Enfin, à moyen terme, une augmentation substantielle de l’aide remboursable, orientée prioritairement vers des projets porteurs d’emplois, l’augmentation des services aux populations et l’équilibre des territoires. Du point de vue politique, la transition apparaît aussi comme un processus de reconstruction et de moralisation de la société, c’est-à-dire de définition d’un nouveau contrat social. S’il faut évidemment de la croissance pour nourrir les choix, celle-ci est en soi insuffisante pour assurer une évolution qui est avant tout politique et dont le moteur est l’instillation de la démocratie à tous les échelons de la gouvernance sociétale et économique. Ici le rôle de la société civile est essentiel : sa vigilance et son contrôle permettront de définir une régulation de la production et des mécanismes de répartition de la richesse qui respectent les besoins de la collectivité dans sa diversité et assurent plus d’équité générationnelle, sociale et spatiale. Tout ceci suppose de profonds changements sociétaux (éducation, famille, fiscalité, justice 5) et politiques (équilibre des pouvoirs, décentralisation, dialogue participatif, etc.). À l’appui de ces choix que seuls peuvent effectuer les pays eux-mêmes, intervient la modernisation des politiques publiques des grands secteurs économiques (urbanisation, énergie, eau, transports, secteur financier, développement du modèle concessif et des partenariats public-privé, etc.) auxquelles les institutions internationales et les pays d’Europe peuvent apporter leur concours financier et technique. En effet, si la conduite de la transition appartient en premier lieu aux peuples qui l’ont déclenchée, sans rétablissement rapide de la prospérité économique et des créations d’emplois, il ne saurait y avoir de consolidation politique dans les pays en transition. La BEI est déjà fort active dans ces domaines, ainsi que l’illustrent ses initiatives en faveur du développement urbain et des PPP (partenariats public-privé) au sud de la Méditerranée (Marty-Gauquié, 2012), et son action aux côtés de la Banque Mondiale au sein du Centre de Marseille pour l’Intégration en Méditerranée (CMI), que les deux banques ont fondé en octobre 2009 avec l’appui de six gouvernements : France, Maroc, Tunisie, Égypte, Jordanie et Liban.

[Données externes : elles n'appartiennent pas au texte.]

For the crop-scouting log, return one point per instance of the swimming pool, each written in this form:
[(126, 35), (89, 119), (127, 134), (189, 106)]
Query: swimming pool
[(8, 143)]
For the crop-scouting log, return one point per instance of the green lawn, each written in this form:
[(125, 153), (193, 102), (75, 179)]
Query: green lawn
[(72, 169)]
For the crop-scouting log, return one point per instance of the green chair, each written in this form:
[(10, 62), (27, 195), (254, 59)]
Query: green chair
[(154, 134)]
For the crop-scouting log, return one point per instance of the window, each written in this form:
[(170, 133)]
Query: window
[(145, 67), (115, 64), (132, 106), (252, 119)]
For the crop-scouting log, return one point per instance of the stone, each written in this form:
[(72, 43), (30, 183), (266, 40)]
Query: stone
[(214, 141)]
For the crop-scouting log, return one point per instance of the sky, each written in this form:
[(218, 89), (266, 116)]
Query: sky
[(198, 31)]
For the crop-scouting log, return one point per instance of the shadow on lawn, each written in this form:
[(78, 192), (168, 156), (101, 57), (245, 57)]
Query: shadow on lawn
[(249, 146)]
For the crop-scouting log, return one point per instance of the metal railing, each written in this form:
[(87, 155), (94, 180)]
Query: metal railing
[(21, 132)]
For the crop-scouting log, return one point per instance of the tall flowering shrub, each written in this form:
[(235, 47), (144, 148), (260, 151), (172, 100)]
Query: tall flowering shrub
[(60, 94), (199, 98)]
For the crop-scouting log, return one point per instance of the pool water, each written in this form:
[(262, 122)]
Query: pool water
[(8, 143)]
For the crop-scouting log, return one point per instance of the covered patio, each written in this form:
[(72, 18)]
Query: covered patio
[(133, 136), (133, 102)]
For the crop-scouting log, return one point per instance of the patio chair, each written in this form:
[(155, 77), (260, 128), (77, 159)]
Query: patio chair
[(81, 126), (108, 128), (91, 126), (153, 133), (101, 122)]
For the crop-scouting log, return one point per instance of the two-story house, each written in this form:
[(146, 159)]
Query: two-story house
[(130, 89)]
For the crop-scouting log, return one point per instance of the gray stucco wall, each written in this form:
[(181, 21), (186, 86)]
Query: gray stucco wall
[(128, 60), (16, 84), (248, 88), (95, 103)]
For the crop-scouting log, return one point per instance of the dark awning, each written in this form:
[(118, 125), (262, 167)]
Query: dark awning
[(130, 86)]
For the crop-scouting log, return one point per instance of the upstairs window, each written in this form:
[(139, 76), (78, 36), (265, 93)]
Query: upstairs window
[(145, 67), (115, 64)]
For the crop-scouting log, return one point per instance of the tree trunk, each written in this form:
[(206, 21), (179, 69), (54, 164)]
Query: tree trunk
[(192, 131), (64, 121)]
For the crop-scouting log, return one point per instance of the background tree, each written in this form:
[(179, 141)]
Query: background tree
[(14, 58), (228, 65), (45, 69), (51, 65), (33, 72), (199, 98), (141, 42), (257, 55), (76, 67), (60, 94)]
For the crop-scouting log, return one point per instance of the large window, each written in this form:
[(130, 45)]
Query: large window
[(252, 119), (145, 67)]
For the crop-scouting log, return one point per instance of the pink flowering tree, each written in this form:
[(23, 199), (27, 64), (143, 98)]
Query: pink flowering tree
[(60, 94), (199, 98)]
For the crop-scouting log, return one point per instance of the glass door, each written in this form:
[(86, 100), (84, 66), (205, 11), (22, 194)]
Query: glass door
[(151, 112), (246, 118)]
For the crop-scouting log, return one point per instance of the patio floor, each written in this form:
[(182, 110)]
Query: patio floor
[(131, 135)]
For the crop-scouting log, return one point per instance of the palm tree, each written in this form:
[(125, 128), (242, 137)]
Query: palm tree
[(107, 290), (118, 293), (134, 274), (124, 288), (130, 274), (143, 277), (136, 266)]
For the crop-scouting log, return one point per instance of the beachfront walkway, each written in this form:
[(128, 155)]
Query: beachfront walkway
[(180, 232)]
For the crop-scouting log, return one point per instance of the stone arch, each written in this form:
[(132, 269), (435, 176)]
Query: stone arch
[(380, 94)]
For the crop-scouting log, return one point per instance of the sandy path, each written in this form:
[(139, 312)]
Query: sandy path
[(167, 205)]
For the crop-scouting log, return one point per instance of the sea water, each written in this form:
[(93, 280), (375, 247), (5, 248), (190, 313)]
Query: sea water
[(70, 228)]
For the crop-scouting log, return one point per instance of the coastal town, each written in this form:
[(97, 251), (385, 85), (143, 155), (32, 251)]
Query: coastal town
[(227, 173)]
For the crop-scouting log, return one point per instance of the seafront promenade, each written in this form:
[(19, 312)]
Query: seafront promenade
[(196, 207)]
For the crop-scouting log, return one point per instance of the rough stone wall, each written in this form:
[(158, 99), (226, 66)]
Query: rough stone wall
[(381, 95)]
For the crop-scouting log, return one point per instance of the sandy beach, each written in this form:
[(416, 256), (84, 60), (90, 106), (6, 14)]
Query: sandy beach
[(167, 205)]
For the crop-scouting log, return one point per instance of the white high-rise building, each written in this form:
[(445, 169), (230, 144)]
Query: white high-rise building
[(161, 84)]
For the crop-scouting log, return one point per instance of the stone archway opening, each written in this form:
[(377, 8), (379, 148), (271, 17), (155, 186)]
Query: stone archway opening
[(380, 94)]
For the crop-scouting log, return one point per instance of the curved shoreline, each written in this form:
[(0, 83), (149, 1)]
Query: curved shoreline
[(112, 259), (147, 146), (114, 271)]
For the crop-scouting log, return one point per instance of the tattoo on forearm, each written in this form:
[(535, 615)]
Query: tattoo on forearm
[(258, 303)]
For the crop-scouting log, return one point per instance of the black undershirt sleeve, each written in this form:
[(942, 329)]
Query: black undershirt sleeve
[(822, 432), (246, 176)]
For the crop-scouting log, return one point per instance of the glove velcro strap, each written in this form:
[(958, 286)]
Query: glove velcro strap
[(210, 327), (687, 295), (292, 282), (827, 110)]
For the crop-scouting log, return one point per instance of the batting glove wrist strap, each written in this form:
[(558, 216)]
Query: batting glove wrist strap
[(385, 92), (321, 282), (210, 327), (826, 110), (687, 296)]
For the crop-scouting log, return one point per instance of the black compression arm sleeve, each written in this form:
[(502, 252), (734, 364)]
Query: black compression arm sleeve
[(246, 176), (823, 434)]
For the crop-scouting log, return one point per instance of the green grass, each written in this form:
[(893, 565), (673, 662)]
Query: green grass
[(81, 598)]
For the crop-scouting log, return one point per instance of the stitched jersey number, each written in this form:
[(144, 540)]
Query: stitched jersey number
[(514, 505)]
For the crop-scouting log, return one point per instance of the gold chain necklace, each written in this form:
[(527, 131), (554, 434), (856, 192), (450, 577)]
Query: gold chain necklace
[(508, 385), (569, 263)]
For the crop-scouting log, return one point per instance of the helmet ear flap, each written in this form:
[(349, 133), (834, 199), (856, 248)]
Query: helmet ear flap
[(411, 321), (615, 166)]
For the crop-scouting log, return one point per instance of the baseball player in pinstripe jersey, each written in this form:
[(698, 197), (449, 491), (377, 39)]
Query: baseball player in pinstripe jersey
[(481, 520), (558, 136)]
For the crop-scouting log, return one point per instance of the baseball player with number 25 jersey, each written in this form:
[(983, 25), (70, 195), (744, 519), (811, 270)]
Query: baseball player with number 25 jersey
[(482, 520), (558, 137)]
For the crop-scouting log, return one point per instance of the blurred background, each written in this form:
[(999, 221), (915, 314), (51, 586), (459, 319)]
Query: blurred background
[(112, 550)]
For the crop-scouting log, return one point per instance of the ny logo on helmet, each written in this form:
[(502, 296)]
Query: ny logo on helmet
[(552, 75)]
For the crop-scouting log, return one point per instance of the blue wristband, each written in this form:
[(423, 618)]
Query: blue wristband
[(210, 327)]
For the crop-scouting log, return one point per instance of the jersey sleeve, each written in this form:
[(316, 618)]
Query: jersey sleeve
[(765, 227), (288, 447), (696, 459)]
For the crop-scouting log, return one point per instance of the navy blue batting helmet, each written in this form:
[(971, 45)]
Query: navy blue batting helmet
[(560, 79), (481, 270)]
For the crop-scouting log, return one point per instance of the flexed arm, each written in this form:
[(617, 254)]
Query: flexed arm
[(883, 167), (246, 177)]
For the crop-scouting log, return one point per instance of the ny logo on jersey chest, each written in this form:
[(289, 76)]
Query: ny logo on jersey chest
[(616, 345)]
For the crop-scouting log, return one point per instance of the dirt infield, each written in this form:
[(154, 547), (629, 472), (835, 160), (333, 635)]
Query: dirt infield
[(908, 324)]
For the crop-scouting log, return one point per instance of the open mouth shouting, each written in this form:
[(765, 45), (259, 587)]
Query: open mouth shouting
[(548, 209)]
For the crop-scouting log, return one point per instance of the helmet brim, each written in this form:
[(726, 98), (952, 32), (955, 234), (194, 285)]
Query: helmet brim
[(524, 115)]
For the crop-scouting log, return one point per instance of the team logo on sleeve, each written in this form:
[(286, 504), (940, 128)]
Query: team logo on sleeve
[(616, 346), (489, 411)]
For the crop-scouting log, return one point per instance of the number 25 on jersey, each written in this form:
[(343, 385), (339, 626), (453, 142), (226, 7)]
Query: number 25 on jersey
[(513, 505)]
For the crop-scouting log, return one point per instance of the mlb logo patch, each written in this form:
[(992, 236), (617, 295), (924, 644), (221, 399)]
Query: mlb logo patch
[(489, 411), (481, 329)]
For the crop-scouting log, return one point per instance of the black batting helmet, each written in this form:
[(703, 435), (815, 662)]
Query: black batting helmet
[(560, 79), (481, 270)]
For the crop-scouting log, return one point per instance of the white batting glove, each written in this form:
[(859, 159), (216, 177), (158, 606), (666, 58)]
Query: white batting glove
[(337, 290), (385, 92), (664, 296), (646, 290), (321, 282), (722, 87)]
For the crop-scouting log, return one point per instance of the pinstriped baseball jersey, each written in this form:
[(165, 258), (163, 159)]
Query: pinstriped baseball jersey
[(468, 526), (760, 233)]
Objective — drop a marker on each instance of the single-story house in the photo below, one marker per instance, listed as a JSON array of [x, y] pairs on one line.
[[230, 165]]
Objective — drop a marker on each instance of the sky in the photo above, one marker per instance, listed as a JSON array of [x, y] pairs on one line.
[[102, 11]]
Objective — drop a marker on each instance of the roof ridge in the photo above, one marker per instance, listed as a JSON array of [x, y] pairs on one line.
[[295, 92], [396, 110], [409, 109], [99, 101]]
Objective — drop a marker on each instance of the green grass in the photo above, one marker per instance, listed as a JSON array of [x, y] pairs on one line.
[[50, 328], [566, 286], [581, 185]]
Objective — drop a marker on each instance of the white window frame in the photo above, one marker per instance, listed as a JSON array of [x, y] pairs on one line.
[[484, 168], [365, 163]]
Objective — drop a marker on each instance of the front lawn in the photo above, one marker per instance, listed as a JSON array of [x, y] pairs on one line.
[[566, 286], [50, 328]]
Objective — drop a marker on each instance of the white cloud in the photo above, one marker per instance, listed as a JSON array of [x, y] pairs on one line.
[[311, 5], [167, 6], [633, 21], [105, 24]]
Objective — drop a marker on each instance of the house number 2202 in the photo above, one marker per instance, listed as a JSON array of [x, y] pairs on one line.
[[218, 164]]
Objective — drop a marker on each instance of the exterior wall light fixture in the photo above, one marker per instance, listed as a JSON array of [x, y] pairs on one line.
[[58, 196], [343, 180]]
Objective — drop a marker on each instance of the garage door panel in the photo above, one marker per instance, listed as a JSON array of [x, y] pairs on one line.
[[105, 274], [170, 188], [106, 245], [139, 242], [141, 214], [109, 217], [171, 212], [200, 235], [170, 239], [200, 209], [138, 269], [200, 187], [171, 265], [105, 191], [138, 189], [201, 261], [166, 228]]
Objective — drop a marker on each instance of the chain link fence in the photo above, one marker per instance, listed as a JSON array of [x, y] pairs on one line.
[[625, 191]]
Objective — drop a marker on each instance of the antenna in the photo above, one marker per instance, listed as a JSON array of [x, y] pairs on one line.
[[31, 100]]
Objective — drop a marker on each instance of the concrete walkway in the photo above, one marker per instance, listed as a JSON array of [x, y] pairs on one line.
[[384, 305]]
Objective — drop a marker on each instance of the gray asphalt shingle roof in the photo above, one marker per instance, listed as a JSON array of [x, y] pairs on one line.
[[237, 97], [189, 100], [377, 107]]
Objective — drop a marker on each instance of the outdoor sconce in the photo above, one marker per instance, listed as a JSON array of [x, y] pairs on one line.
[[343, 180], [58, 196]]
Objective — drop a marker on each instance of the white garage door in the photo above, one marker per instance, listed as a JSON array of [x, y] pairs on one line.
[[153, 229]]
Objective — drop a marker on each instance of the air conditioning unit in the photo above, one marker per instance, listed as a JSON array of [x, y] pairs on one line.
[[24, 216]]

Vers une confiance retrouvée
Après la vague des révolutions, les investisseurs retrouvent une confiance aux économies arabes. Excepté quelques pays, la majorité des pays arabes voient leurs économies retrouvées leur stabilité d’antan. Que ce soit en Tunisie, en Égypte, au Maroc, même en Libye, les économies reprennent de l’assurance. En 2010, l’Égypte accueillait 13,8 millions de touristes, représentant 11,3 % du PIB, et employait 3 millions de personnes. L’année suivante, le pays perdait, dans la foulée de la Révolution, deux millions de touristes sur un an, puis trois millions en 2012 (à 10,9 millions de visiteurs). Certaines destinations-clés comme Louxor se sont transformées en villes fantômes aux pics des tensions. La situation s’est toutefois légèrement améliorée l’an dernier, le nombre de touristes se hissant à 12,2 millions sur l’ensemble de l’année 2013.